[Former Tommy Boy Records president Monica Lynch recently sat down with hip-hop personality and SOHH correspondent Shawn Setaro on his popular “The Cipher” podcast. Listen to the full interview and check out five gems she dropped during the Q&A.]

On moving to NYC in the late 1970s:

“I always tell people I went straight from Laguardia to Studio 54, which is an exaggeration—but not by much. I started hanging out between the Mudd Club and Studio 54 and living in the Chelsea Hotel and doing all of the late 70s-early 80s Downtown wannabe moves.”

On Afrika Bambaataa’s hit song “Planet Rock”:

“It was early 1982, and the track had been recorded.

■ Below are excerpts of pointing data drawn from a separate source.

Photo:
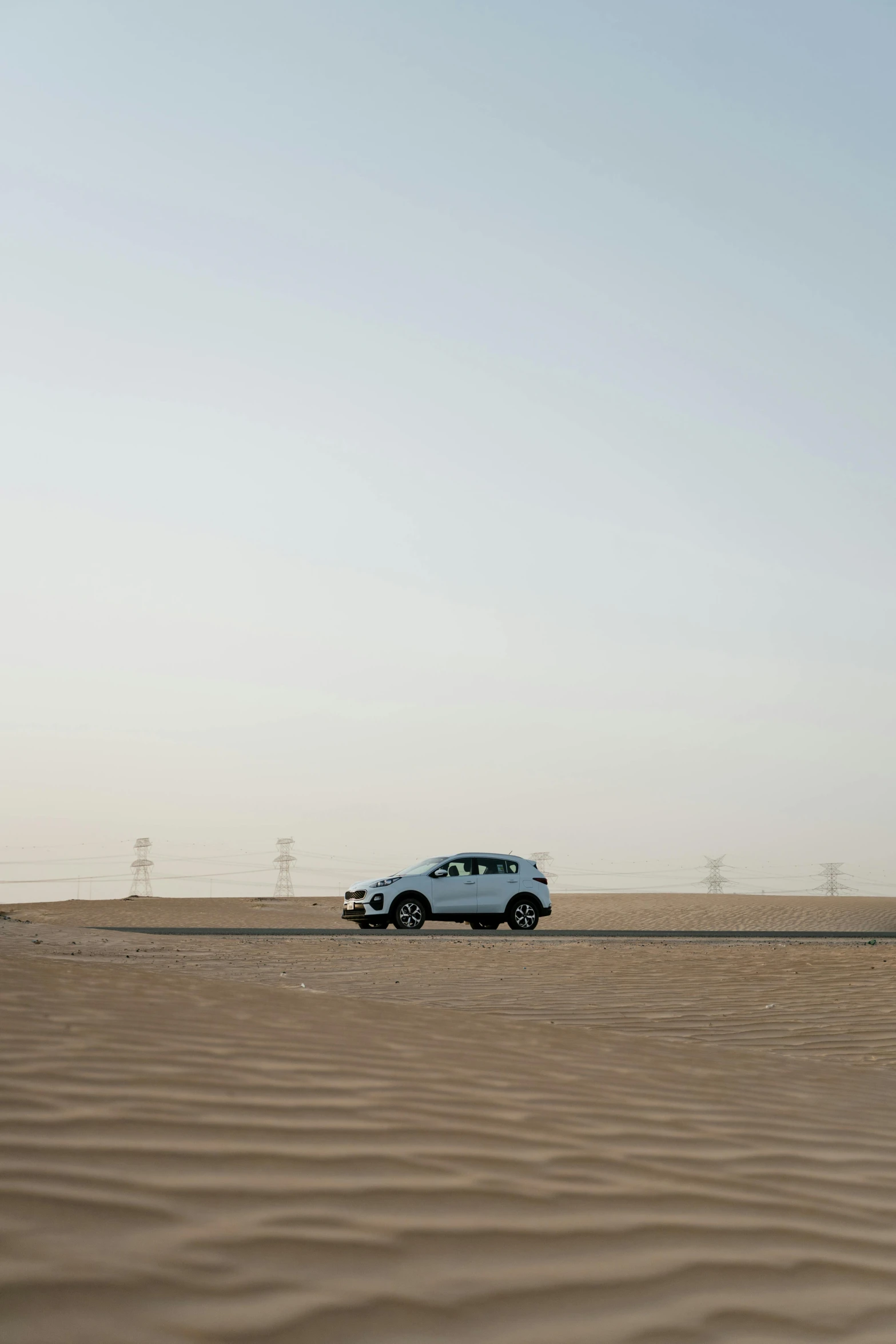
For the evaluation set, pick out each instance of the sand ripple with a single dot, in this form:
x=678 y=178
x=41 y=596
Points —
x=190 y=1159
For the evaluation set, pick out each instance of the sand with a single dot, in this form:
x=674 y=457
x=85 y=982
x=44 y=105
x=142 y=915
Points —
x=461 y=1139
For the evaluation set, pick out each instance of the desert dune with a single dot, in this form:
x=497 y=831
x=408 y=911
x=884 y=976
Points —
x=461 y=1139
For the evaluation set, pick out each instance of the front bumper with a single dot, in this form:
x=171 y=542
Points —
x=360 y=912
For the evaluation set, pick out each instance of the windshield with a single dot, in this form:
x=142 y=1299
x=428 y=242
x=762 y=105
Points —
x=425 y=866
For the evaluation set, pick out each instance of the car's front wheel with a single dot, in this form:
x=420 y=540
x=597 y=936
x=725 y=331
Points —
x=523 y=916
x=409 y=914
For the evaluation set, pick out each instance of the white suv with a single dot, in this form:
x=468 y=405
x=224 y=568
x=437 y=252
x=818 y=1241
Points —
x=483 y=890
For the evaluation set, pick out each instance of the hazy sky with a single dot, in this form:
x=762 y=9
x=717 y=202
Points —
x=456 y=425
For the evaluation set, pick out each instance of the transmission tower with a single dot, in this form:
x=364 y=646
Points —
x=541 y=859
x=282 y=863
x=832 y=880
x=141 y=885
x=714 y=882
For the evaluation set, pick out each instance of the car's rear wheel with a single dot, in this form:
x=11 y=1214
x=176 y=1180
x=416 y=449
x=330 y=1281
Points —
x=523 y=916
x=409 y=914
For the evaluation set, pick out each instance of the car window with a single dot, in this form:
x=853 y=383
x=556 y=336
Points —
x=460 y=867
x=492 y=867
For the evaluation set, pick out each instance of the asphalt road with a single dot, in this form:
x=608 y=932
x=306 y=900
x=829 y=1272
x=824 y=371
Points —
x=504 y=933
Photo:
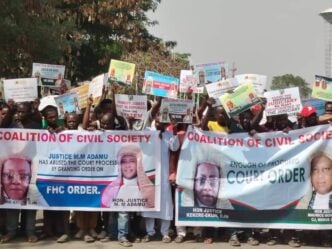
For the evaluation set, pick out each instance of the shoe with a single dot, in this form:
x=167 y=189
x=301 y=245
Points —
x=179 y=239
x=208 y=241
x=199 y=238
x=124 y=242
x=102 y=235
x=63 y=238
x=294 y=242
x=147 y=238
x=252 y=241
x=93 y=233
x=79 y=234
x=106 y=239
x=88 y=238
x=32 y=238
x=8 y=237
x=272 y=241
x=166 y=239
x=234 y=241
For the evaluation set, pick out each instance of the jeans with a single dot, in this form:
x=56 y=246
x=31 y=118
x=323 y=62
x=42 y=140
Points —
x=123 y=218
x=12 y=218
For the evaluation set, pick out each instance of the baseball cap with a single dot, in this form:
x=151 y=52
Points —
x=307 y=111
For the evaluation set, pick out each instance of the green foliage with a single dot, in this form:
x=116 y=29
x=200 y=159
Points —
x=83 y=35
x=29 y=32
x=289 y=80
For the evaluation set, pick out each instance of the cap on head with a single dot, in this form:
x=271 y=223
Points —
x=307 y=111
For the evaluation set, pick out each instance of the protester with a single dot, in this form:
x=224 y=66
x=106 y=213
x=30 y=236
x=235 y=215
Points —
x=24 y=121
x=169 y=142
x=15 y=179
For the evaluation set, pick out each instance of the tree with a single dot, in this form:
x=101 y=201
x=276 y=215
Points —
x=289 y=80
x=83 y=35
x=108 y=29
x=30 y=32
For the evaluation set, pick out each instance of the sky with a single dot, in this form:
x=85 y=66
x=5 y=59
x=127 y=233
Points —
x=270 y=37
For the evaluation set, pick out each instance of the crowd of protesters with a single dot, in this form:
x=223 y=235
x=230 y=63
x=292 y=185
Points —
x=127 y=227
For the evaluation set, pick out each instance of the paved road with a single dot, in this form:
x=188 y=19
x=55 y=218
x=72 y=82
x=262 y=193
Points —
x=49 y=244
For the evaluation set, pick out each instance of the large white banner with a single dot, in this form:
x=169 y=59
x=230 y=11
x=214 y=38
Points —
x=269 y=180
x=118 y=170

I remember very clearly that we had plates for ‘Planet Rock,’ and Tom [Silverman] and I went in his car and drove over to WHBI and delivered “Planet Rock” to Mr. Magic, who was on the air with Marley [Marl]. He played it, and it was like, bam, huge. That record hit so fast and so hard, and it was an amazing thing to witness.”

On how rap was viewed in the early 1980s:

“Rap was still considered a disgrace to the race in many bourgie black radio and black music departments at major labels. It wasn’t embraced. A lot of [the support] came from college radio stations and club DJs.”

On first meeting Queen Latifah:

“She came in as a young girl, probably 18 at the time, and she really had this otherworldly grace and intelligence. She’s sitting here with a sweatshirt and jeans, coming from New Jersey—which at the time wasn’t such a cool place to be coming from—but she had great presence.”

On first hearing De La Soul:

“[Their demo] really had a sound that no one had done. It was completely different. And it was either going to be a group that completely captured peoples’ imaginations, or they weren’t going to do anything. There was no middle ground. They weren’t already going down an established lane. They created a whole new lane.”